Personal information
- Born: March 7, 1940 (age 86)

Bowling Information
- Affiliation: PBA, PBA50
- Rookie year: 1961
- Dominant hand: Right (stroker delivery)
- Wins: 18 PBA Tour (2 majors) 7 PBA Senior Tour (3 majors)
- Sponsors: Brunswick

= Dave Soutar =

Retired American ten-pin bowler (born 1940)

David Soutar (born March 7, 1940) is a retired professional ten-pin bowler who competed on the Professional Bowlers Association (PBA) Tour. He won 18 times on the regular PBA Tour, and seven more times on the PBA Senior Tour (now known as the PBA50 Tour). Soutar was raised on the east side of Detroit, Michigan and is now a resident of Bradenton, Florida. He is a member of the PBA and USBC Halls of Fame.

==Career==

A 1958 graduate of Denby High School, Soutar developed his bowling talent at many of Detroit's bowling alleys, leading to his pro career beginning with a bang in 1961. In just his fifth tournament as a pro, he won the 1961 PBA National Championship major at age 21. His only other PBA major title came in the 1973 ABC Masters (now USBC Masters). He had a career best year in 1970, leading the Tour with five titles, finishing third in earnings, and claiming the PBA's Steve Nagy Sportsmanship Award. The season was highlighted by a furious finish, in which Soutar won three of the final six events. However, he was beaten out for 1970 PBA Player of the Year by Nelson Burton Jr., who won four titles and led the Tour in average. Soutar would call the Player of the Year snub the biggest disappointment in his professional career.
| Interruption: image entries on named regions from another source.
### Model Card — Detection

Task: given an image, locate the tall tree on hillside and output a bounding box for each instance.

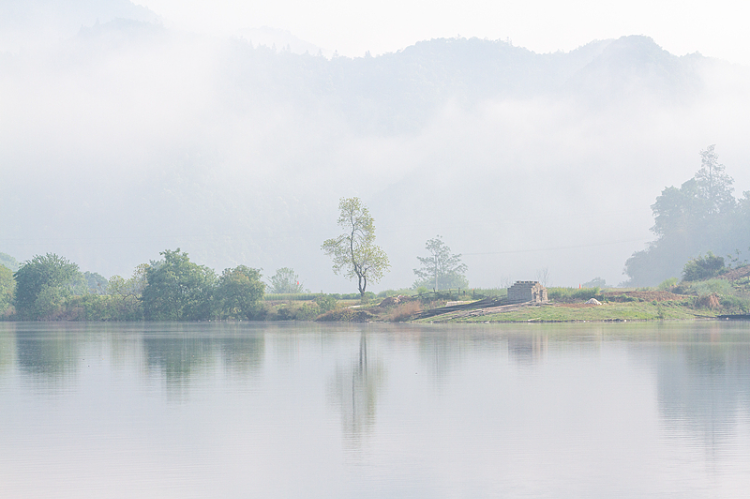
[0,264,16,315]
[414,236,469,291]
[625,145,750,286]
[695,144,737,215]
[322,198,391,299]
Soutar was a 1979 inductee into the PBA Hall of Fame. He won his final regular PBA Tour title at the 1982 Syracuse Open. He was elected to the USBC Hall of Fame in 1985.
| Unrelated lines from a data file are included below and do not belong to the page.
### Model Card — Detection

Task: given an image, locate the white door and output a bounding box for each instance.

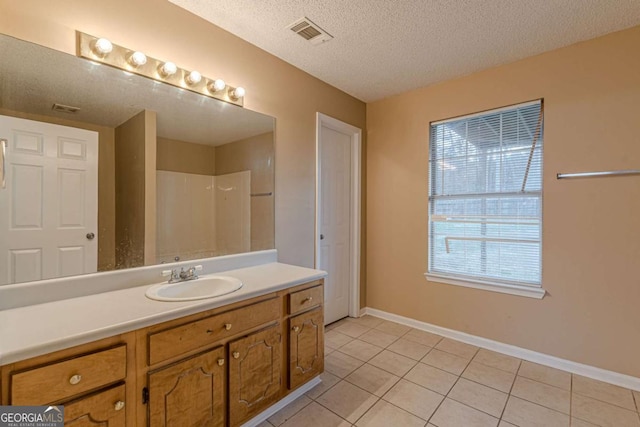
[0,116,98,285]
[317,115,358,324]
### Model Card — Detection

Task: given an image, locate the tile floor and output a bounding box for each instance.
[260,316,640,427]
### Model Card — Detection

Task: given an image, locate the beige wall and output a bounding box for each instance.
[115,110,156,268]
[0,0,366,278]
[367,27,640,377]
[216,132,274,251]
[156,137,216,175]
[0,108,116,271]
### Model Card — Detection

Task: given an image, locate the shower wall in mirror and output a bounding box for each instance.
[0,35,275,284]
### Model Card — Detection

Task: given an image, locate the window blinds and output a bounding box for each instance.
[429,101,543,287]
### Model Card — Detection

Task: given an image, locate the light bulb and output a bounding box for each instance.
[209,79,227,92]
[159,61,178,77]
[184,71,202,85]
[230,86,245,99]
[93,39,113,56]
[129,51,147,67]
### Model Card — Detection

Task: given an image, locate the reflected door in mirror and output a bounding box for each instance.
[0,116,98,285]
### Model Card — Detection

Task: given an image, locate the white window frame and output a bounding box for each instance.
[424,100,546,299]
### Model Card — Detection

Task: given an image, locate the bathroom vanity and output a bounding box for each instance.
[0,254,324,426]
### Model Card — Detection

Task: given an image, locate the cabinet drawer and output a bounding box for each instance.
[64,384,126,427]
[289,285,323,314]
[149,297,281,365]
[11,345,127,405]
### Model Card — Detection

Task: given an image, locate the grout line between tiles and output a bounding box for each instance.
[427,340,480,425]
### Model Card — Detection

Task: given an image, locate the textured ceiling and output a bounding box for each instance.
[0,34,274,145]
[170,0,640,102]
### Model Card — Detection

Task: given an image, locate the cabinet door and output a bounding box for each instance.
[229,324,282,426]
[64,384,125,427]
[149,347,225,427]
[289,307,324,389]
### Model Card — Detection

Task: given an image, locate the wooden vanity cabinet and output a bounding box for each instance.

Soutar continued his success at the senior level, capturing major championships at the 1999 Senior Tournament of Champions, 2000 USBC Senior Masters and 2003 Senior U.S. Open. He is the first PBA player to win both the USBC Masters and USBC Senior Masters in a career, a feat repeated only twice since then, by Walter Ray Williams Jr. (2014) and Tom Hess (2021). He is also one of only eight bowlers to win a regular or Senior PBA title in five different decades (joining Dick Weber, Johnny Petraglia, Walter Ray Williams Jr., Pete Weber, Amleto Monacelli, Parker Bohn III and Norm Duke). In 2011, Soutar set the all-time record for Senior PBA Tour appearances when he bowled in his 250th event in Dayton, Ohio. In addition to winning the 1970 Steve Nagy Sportsmanship Award on the regular PBA Tour, Soutar won the Dick Weber Sportsmanship Award on the Senior PBA Tour following the 2012 season (his 51st and final season as a pro), thus becoming the only player to win a sportsmanship award on both tours.
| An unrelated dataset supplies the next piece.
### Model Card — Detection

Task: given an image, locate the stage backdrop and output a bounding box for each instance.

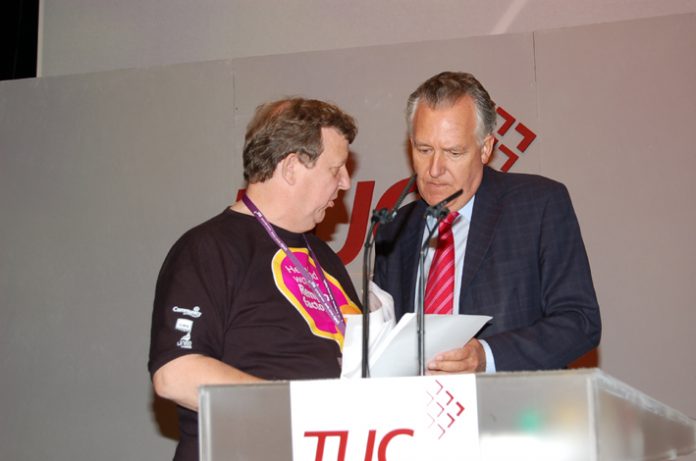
[0,14,696,460]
Dave was ranked 20th on the PBA's 2008 list of "50 Greatest Players of the Last 50 Years", which celebrated the organization's 50th anniversary. His career earnings (with senior events included) are over US$1.2 million.

===PBA Tour titles===
Major championships are in bold text.

1. 1961 Second Annual PBA National Championship (Cleveland, OH)
2. 1965 Pikes Peak Open (Colorado Springs, CO)
3. 1967 Fort Worth Open (Fort Worth, TX)
4. 1968 Denver Open (Denver, CO)
5. 1969 American Airlines Open (Detroit, MI)
6. 1970 Showboat Invitational (Las Vegas, NV)
7. 1970 Waukegan Open (Waukegan, IL)
8. 1970 Bellows-Valvair Open (St. Louis, MO)
9. 1970 Lincoln Open (Lincoln, NE)
10. 1970 American Airlines Open (Detroit, MI)
11. 1971 Greater Los Angeles Open (Arcadia, CA)
12. 1971 Miller High Life Open (Milwaukee, WI)
13. 1973 ABC Masters (Syracuse, NY)
14. 1973 Home Box Office Open (Portland, OR)
15. 1974 Home Box Office Open (Buffalo, NY)
16. 1976 Miller High Life Open (Milwaukee, WI)
17. 1981 Aqua Fest Mr. Gatti’s Open (Austin, TX)
18. 1982 Syracuse Open (Syracuse, NY)

==Personal==
Dave Soutar and his wife Judy are one of the few successful husband-and-wife bowling duos. Judy Soutar was an eight-time champion on the women's professional tour and, like Dave, is a member of the USBC Hall of Fame.